Lewis Hamilton ergue a bandeira do Brasil após vencer GP de São Paulo da F1, em 2021 — Foto: ELSON ALMEIDA / AFP
A vitória, a penúltima conquistada por Hamilton em 2021, foi ganhando contornos dramáticos antes mesmo do domingo. Correndo com uma unidade de potência parcialmente atualizada, foi removido da classificação de sexta-feira por uma infração técnica.
E não parou aí: na corrida classificatória do sábado, ele subiu de 20º a 5º, mas largou na prova principal apenas em décimo por ter cinco posições a perder como punição por substituir o motor de combustão interna de sua Mercedes. Ainda assim, precisou de 19 voltas para chegar à vice-liderança e, enfim, superar o rival Max Verstappen – que vinha numa sequência de duas vitórias na temporada.

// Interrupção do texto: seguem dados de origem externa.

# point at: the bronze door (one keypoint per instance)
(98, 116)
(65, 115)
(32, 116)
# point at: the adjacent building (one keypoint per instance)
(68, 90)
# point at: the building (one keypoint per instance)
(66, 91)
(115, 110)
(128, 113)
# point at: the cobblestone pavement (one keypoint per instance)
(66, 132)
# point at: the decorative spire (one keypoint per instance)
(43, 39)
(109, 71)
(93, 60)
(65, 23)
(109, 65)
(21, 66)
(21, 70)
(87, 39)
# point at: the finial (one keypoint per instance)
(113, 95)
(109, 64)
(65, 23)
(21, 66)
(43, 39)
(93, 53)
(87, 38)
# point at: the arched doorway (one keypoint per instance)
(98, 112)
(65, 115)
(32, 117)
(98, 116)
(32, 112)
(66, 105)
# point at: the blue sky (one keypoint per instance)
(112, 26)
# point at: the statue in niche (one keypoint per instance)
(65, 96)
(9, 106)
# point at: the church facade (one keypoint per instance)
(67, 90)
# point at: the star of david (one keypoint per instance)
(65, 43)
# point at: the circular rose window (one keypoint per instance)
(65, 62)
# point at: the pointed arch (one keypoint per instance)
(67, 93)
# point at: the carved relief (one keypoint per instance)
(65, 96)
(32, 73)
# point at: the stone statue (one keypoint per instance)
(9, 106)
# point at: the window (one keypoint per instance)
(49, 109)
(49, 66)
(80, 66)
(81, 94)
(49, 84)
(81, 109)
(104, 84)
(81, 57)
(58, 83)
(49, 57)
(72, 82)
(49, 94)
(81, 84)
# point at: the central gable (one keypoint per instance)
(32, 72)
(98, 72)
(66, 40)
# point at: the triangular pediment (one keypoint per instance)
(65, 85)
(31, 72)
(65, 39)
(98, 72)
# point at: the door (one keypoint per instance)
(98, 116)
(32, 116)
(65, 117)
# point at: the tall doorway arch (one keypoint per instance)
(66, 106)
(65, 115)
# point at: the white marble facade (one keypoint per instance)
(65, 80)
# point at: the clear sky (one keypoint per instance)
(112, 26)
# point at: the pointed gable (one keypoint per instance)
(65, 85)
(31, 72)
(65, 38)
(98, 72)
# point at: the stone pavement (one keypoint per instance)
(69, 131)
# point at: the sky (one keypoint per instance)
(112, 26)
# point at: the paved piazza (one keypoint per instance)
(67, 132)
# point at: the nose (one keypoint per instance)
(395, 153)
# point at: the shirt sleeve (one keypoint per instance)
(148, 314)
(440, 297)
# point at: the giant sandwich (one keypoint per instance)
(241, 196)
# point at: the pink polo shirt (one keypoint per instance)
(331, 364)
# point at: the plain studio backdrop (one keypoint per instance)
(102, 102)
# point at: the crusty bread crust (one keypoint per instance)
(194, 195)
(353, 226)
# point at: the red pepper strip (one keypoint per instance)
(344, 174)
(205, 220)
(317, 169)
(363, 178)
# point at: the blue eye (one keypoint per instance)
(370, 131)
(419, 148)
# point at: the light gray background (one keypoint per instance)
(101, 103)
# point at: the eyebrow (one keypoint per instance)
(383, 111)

– Quando venci aquela corrida… Tive que mergulhar tão fundo para ficar focado, de alguma forma me recuperar. A punição que eu tinha, começar em último, “não tem como chegar em primeiro”. E de alguma forma superar isso na minha cabeça, cultivar a positividade em um período curto de tempo, vencer… Para mim, foi algo reminiscente de Ayrton (Senna) e seu espírito de corrida. Lembro de quando ele correu aqui, pegou a bandeira e que o Brasil não tinha isso há algum tempo – continuou.
Lewis Hamilton concedeu entrevista exclusiva ao ge às vésperas do GP de São Paulo da F1 2022 — Foto: Divulgação
O Hamilton que havia divido o público local em 2008 ao ser o grande algoz de um brasileiro ficou para trás, e deu lugar a um piloto cuja missão, para si próprio, vai além dos feitos dentro das pistas. E o gesto eternizado pelo ídolo Senna concretizou, de vez, a aceitação da maior parte dos fãs do país.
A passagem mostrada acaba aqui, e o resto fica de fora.